Artifacts and products
Less immediately obvious are a culture’s shared and stated sense of acceptable behaviors-what is right and wrong. These may be a country’s rules and regulations or a company’s mission statement and code of conduct.
Norms and values
These are the culture’s core beliefs about how the world is and ought to be. They may be unspoken, and members may not even be consciously aware of them.
Basic assumptions
Require a great deal of background. They are characterized by complex, usually long-standing networks of relationships, which are as important as work and often blue the line between business and social lives. Since members of the culture share a rich history of common experience, the way they interact and interpret events is often not apparent to outsiders. There are rules - sometimes exceedingly complex rules - but they are implicit, and the rules are often applied flexibility.
High-context cultures
Packages necessary background in the communication itself. Relationships tend to have less history. Because individuals know each other less well and don’t share a common database of experience, communication must be very explicit.
Low-context cultures
Describes the way in which power is distributed in a culture and how an unequal distribution is perceived by the culture’s less powerful members. In a high power distance culture, class may be inherited at birth and will closely define an individual’s rights and opportunities. Low power distance cultures minimize the importance of class differentiation.
Power distance
Describes contrasting visions of how members of a society relate to each other. In individual cultures, clans and family are less important than individual achievement. In a collectivist culture, one’s membership in a group is more important than one’s individual identity.

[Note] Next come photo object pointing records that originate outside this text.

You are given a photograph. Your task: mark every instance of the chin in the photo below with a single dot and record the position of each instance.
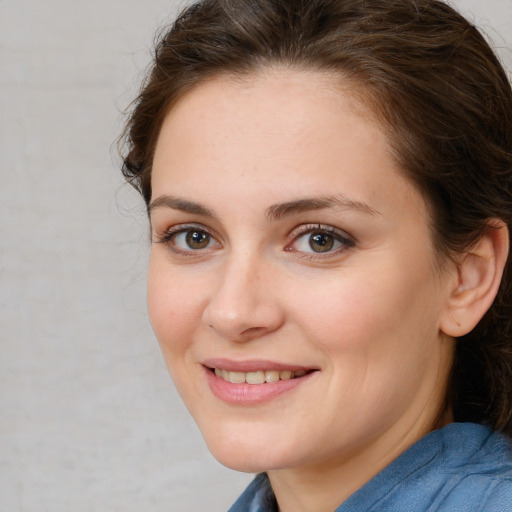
(248, 453)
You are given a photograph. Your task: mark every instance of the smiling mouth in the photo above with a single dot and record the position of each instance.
(259, 376)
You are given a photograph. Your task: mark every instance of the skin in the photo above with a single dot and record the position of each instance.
(365, 315)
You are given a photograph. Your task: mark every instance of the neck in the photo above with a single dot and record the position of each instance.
(325, 486)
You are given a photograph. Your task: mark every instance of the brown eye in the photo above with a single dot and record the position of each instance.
(197, 239)
(321, 242)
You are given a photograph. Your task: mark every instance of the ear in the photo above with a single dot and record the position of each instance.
(477, 280)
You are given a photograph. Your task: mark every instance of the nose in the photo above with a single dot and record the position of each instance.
(244, 304)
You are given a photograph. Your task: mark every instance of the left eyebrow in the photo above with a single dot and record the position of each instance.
(279, 210)
(182, 205)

Individualism/collectivism
Describes how members of a culture feel about uncertainty and lack of clarity.
Uncertainty avoidance
Describe the extend to which a culture embodies specific traditional gender images: A masculine culture will be oriented toward competition and achievement, while a feminine culture is empathetic, nurturing, and collaborative.
Masculine/feminine
Also referred to as normative/pragmatic. The dimensions refers to the way the culture sees the effect of the past on the future. Long-term/normative tends to use traditions as a guide and values loyalty to those values and ideas. Short-term/pragmatic believes that its actions today can shape its future.
Long-term/Short-term
Refers to how the gratification of desires is viewed.
Indulgence/restraint
In a universal culture, a defined set of rules is applied to each case. This results in consistency and a sense of impartiality. In a particular culture, the context of each case is considered.
Universal/particular
In an individualist culture, members are free to consider their own needs and opportunities when taking action. Members of collectivist cultures must consider how their actions will affect the entire group.

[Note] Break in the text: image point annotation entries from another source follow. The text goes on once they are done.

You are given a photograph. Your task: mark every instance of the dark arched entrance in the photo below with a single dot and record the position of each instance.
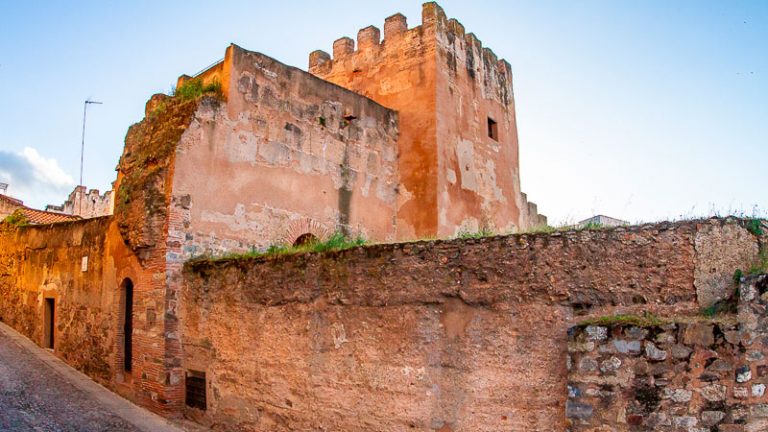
(305, 239)
(127, 318)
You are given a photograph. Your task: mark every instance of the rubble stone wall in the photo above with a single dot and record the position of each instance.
(454, 335)
(693, 375)
(80, 265)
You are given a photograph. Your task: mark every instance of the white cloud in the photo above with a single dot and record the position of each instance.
(33, 178)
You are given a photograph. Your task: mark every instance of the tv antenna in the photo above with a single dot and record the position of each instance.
(82, 145)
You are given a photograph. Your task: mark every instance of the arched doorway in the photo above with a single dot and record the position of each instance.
(127, 319)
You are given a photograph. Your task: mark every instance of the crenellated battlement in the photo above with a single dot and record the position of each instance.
(461, 51)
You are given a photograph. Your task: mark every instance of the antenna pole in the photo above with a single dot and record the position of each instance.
(82, 143)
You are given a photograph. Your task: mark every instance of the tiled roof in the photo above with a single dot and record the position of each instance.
(39, 217)
(11, 200)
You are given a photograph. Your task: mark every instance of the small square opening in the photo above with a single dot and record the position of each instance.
(195, 390)
(493, 129)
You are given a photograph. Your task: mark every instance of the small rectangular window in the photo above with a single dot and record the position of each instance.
(493, 129)
(195, 394)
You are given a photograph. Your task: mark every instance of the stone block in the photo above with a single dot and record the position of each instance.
(699, 334)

Individual/communitarian (collectivist)
Neutral cultures control outward expression, while affective cultures are more likely to display emotions in public.
Neutral/affective
This dilemma, like neutral/affective, refers to the boundary between private and public lives and restrict public contracts from entering into one’s personal life. In diffuse cultures, a public contact may be allowed access into one’s private life once certain conditions have been fulfilled.
Specific/diffuse
In an achieved culture, individuals are judged according to their own merits - what they have achieved. In an ascribed culture, individuals may be judged by class, wealth, gender or family connections.
Achieved/ascribed
Sequential cultures see time as linear. Plans, productivity, and the future are important. Synchronic cultures view time as more flexible and forgiving. Schedules can be changed to accommodate the demands of traditions or relationships.
Sequential/synchronic
In an internal culture, an individual charts his or her own path, while in an external culture the individual plays a part in a story directed by fate.
Internal/external
Adler characterizes ethnocentrism as “our way is the best way and we are really not interested in other ways of reaching a goal.” Parochialism goes even further, asserting that “there is only one way to solve a problem or reach a goal.”

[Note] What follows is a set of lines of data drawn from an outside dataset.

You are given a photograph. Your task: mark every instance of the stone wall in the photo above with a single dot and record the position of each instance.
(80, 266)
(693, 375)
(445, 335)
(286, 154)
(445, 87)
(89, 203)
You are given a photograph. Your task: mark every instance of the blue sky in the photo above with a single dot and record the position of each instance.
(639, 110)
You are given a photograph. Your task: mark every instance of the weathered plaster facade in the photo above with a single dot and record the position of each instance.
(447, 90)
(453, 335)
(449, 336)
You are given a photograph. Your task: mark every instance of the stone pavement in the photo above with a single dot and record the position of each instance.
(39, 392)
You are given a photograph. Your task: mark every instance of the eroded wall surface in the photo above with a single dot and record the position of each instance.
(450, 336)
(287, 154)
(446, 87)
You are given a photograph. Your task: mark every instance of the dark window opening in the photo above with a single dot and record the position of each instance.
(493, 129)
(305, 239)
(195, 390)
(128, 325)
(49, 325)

Ethnocentrism and parochialism
While certain words are used to describe cultural value dimensions and characteristics, these words should not be judgmental or contain negative connocations.
Cultural stereotypes
“The culture made me do it.” This perspective basically absolves individuals of any responsibility for their actions.
Cultural determinism
Holds that because cultures vary so widely and greatly, everything is relative. There are no absolutes; everything varies based on the situation and the cultural perspective.
Cultural relativism
The capacity to recognize, interpret, and behaviorally adapt to multicultural situations and contexts.
Cultural intelligence
Including thinking, learning, and strategizing. This involves developing a knowledge of cultural differences and similarities and being able to use that knowledge to determine how best to handle a cross-cultural situation.
Cognitive
Including effectiveness, confidence, persistence, value congruence, and the level of attraction toward a new culture. This quality enables one to genuinely enjoy cultural differences rather than feeling threatened or intimidated by them.
Motivational
Including and individual’s range of possible actions and responses to intercultural encounters. This quality enables one to be flexible and adapt in multicultural contexts.